Now, this is obviously gamesmanship between rival promoters, and Warren has a particular new beef with Hearn because he believes Eddie told Dillian Whyte not to attend the recent Fury vs Whyte presser. And while you shouldn’t really “side with” any promoter because they’re all pretty much the same at the end of the day, there is some hard truth in here, I think.
DAZN has, pretty much without question, not become what those involved hoped it would become. It has not caught on like anyone wanted in the U.S., which will happen when your one major property is a niche sport and you’re otherwise stuck trying to maybe get Americans to care about darts, which you should give a shot sometime if you’re already subscribed, by the way, those crowds are insane and the sport is intense as hell.
PPV for DAZN became an inevitability last year. Hearn acknowledged that, speaking then just for the U.K. audience, but it was not hard to see that if they wanted to have Canelo Alvarez on their airwaves, PPV was going to have to be part of the deal for him, too. He worked with Premier Boxing Champions last year to do the FOX PPV with Caleb Plant, his first fight off DAZN since 2018. He got a taste and knows what he can make elsewhere, and PBC had a significant offer in for his services this year, too. He chose DAZN and Matchroom; he says because he likes Hearn, and I’m sure he does, but PPV money has to be a big part of that.

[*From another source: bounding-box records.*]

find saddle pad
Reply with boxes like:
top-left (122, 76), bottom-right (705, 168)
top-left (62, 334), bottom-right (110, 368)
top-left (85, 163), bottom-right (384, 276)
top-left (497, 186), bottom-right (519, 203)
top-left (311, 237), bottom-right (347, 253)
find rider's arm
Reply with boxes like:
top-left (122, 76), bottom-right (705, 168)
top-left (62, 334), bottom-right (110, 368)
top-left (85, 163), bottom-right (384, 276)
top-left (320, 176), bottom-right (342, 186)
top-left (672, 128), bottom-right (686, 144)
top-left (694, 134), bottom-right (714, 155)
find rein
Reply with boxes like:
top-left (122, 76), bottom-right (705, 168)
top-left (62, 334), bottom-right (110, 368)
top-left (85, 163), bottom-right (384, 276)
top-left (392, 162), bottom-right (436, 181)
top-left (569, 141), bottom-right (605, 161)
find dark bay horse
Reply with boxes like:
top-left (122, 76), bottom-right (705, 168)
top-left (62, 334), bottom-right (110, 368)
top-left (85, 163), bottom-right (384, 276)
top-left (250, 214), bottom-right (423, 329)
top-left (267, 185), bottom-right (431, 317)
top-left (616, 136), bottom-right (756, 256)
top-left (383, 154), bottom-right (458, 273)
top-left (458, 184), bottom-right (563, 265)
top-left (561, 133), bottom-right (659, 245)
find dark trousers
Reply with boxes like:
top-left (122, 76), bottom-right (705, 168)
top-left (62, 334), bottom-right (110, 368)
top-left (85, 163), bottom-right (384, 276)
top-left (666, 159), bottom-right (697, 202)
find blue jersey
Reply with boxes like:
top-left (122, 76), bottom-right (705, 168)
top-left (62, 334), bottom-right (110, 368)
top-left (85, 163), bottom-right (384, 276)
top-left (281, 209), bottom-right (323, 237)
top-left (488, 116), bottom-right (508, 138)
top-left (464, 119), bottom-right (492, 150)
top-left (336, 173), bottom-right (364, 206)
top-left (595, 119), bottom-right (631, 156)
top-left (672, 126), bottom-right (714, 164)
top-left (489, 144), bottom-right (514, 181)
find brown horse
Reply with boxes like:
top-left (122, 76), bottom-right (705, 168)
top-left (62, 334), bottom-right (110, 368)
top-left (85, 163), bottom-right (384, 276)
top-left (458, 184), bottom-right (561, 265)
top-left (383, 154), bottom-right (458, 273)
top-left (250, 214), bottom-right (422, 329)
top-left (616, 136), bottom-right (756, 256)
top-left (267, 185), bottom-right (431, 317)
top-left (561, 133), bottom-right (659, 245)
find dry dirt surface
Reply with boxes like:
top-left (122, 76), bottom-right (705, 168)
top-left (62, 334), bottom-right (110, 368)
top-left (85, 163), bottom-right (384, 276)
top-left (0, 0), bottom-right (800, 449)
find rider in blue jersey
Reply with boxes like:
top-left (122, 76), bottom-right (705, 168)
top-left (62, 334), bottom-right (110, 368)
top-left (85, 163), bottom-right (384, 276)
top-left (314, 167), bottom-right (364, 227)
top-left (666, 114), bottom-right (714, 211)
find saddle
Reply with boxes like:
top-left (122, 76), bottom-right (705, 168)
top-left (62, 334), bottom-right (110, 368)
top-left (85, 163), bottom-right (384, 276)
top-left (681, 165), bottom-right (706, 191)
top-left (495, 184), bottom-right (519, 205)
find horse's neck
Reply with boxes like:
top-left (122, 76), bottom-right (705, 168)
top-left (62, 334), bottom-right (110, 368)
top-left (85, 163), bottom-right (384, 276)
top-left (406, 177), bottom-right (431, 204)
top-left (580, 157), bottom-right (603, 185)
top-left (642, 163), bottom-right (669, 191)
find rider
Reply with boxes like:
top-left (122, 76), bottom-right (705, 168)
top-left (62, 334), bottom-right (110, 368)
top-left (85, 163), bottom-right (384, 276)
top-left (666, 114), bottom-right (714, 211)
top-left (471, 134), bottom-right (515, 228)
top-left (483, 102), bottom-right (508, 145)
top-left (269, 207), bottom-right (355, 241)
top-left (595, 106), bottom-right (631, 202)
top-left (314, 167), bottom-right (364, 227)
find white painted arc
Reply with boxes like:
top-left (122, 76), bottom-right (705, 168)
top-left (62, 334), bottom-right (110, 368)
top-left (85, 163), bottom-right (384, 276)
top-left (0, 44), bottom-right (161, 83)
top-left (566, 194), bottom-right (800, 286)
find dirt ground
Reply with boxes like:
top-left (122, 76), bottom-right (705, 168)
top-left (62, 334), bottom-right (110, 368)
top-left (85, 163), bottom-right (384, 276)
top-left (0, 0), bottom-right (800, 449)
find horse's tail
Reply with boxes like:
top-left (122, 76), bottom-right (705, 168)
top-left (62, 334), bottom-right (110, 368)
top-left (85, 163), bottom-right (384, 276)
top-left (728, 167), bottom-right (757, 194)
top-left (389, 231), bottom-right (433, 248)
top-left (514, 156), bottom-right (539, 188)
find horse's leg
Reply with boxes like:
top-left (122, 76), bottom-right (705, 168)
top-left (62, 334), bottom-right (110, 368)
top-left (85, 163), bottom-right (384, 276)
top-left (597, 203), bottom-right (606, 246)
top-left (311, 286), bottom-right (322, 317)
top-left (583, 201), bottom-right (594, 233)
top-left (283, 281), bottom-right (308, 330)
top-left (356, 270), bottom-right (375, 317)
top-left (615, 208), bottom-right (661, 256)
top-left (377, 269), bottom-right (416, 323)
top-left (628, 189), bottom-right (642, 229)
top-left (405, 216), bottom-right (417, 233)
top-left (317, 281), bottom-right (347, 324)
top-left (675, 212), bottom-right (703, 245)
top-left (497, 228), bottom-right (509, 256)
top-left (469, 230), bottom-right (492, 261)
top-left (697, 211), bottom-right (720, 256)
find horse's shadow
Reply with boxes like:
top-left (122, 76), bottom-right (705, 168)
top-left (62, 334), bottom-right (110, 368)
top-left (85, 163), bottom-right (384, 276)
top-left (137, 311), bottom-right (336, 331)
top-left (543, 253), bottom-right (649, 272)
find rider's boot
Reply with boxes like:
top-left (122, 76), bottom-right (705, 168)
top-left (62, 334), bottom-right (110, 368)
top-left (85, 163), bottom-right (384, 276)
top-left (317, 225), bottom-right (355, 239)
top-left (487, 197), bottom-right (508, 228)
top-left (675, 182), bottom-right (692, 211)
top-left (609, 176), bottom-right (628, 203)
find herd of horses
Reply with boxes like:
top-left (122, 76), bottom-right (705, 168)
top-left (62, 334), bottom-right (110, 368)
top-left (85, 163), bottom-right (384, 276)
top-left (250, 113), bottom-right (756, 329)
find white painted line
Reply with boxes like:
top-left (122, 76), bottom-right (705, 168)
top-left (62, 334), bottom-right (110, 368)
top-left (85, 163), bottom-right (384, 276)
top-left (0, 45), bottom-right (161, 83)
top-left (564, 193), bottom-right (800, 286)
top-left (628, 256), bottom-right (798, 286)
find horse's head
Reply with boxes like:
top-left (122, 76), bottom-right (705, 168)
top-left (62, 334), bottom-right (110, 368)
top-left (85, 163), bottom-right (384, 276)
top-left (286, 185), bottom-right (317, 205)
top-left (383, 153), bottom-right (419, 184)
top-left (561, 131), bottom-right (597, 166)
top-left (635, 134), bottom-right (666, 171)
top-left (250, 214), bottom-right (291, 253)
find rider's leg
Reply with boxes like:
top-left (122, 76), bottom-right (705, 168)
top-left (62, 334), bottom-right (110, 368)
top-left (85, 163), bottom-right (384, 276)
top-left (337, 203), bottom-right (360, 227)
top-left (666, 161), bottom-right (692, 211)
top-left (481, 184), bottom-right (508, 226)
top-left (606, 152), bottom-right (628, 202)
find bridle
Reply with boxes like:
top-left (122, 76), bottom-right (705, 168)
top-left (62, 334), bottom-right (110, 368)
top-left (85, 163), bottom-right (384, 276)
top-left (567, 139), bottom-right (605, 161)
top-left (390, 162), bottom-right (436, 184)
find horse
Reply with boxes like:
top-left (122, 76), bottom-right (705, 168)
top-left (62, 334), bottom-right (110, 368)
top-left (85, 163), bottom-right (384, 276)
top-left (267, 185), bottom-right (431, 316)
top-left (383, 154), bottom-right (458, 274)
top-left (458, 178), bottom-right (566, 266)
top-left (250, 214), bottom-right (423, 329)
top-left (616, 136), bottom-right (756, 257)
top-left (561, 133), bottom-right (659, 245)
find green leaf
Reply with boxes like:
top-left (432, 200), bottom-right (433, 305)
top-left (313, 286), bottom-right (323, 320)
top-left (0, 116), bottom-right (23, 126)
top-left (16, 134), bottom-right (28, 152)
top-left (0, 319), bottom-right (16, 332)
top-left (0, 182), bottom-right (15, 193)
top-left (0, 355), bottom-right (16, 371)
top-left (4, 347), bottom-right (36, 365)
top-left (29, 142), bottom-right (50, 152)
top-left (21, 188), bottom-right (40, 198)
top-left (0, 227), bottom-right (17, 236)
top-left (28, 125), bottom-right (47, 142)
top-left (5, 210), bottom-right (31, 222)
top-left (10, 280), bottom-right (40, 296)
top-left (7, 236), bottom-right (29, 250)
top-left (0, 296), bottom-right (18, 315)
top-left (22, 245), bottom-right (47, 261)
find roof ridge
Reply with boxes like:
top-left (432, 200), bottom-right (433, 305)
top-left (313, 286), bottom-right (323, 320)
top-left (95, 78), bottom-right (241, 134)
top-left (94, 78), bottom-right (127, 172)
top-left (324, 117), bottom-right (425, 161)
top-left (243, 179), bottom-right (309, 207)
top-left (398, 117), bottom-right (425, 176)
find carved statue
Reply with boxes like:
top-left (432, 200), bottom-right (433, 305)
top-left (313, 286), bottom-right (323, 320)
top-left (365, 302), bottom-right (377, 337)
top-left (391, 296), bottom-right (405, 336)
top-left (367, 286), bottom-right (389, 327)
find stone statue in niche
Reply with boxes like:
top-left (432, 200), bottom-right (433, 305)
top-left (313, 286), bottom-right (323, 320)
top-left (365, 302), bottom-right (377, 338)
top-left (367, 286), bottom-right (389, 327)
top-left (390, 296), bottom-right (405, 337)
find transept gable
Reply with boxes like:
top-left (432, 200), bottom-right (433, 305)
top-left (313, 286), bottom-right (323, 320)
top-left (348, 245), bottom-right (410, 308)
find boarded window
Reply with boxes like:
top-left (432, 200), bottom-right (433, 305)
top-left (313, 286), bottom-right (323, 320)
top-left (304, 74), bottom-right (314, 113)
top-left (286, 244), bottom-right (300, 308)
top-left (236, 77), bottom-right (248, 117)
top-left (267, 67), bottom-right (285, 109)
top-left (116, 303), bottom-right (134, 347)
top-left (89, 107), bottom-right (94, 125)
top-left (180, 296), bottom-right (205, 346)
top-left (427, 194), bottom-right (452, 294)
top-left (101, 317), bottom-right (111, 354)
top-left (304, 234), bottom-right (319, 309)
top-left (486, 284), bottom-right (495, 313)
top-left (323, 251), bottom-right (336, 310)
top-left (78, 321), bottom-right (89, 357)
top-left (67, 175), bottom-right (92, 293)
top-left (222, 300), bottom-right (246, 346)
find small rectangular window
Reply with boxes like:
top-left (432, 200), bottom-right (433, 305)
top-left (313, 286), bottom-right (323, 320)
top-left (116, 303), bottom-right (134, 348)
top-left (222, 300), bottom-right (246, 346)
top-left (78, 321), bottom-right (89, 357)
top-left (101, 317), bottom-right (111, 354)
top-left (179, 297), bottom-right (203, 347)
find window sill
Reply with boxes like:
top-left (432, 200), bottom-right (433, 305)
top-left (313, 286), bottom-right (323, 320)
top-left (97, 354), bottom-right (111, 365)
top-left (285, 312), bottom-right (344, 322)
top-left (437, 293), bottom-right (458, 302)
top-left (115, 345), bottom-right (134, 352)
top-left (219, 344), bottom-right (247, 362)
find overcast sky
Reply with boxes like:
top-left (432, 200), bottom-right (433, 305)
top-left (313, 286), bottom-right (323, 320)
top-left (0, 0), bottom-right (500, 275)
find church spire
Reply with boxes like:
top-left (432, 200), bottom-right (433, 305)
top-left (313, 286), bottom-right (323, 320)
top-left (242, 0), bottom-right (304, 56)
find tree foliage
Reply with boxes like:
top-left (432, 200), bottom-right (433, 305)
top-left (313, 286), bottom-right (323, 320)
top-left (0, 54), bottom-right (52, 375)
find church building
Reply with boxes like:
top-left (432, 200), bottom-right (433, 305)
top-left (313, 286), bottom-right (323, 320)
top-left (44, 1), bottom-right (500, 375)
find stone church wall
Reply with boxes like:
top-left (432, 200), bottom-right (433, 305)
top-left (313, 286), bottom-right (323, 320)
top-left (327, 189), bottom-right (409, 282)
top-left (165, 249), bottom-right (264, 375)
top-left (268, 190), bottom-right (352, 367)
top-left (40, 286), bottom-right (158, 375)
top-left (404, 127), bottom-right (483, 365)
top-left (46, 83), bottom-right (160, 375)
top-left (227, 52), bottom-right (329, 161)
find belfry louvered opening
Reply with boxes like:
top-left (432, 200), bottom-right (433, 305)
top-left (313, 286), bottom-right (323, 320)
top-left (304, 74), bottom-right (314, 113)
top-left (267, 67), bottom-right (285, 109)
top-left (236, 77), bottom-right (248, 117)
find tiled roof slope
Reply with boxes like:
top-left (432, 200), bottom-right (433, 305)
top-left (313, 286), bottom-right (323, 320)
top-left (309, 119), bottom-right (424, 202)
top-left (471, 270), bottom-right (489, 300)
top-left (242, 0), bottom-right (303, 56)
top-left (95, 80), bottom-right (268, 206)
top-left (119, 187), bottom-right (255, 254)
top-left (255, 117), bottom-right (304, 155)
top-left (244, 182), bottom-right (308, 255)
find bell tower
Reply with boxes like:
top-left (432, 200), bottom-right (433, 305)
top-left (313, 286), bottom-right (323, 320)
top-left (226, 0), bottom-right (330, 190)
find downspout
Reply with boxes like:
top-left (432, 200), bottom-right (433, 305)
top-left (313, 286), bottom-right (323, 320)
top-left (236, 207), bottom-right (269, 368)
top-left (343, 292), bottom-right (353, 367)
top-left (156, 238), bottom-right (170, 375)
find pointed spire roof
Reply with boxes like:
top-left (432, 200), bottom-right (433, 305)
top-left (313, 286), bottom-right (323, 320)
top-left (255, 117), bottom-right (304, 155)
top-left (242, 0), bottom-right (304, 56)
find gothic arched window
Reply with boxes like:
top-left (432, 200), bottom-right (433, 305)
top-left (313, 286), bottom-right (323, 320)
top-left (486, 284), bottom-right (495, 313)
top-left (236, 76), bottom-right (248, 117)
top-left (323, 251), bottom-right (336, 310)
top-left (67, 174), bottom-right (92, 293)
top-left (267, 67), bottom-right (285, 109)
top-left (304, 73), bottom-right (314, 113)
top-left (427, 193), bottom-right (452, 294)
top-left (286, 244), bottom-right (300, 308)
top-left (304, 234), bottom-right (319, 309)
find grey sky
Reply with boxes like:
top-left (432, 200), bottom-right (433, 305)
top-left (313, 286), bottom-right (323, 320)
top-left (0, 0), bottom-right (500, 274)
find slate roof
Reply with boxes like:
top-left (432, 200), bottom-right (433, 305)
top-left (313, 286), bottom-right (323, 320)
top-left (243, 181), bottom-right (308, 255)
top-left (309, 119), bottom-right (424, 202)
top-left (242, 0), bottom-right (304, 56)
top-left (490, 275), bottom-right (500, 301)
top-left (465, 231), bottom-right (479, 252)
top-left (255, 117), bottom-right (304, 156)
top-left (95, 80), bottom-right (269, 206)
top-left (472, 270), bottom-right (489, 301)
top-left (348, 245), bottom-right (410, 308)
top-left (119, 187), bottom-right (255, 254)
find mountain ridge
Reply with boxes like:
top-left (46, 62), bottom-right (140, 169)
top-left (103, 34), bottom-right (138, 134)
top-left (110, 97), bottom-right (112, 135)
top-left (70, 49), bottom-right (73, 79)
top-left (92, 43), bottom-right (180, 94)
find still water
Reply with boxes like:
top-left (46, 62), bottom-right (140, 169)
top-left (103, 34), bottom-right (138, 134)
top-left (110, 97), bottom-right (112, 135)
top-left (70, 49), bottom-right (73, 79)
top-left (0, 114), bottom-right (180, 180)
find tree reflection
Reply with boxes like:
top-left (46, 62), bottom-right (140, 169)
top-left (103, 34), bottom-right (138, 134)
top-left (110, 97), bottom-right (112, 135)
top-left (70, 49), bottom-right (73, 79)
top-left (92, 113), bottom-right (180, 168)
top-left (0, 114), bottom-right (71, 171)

DAZN aren’t in any danger of going away, I don’t believe. It’s a rich company that makes money around the world. But obviously they couldn’t just keep doing what they’ve been doing with boxing in the U.S. and U.K. It wasn’t going to be sustainable a whole lot longer. As fans and consumers, we can only hope now that DAZN doesn’t teeter into putting every halfway marketable name on pay-per-view the way PBC have done, but you should probably accept the real chance that could happen by the end of 2022 or into 2023, too.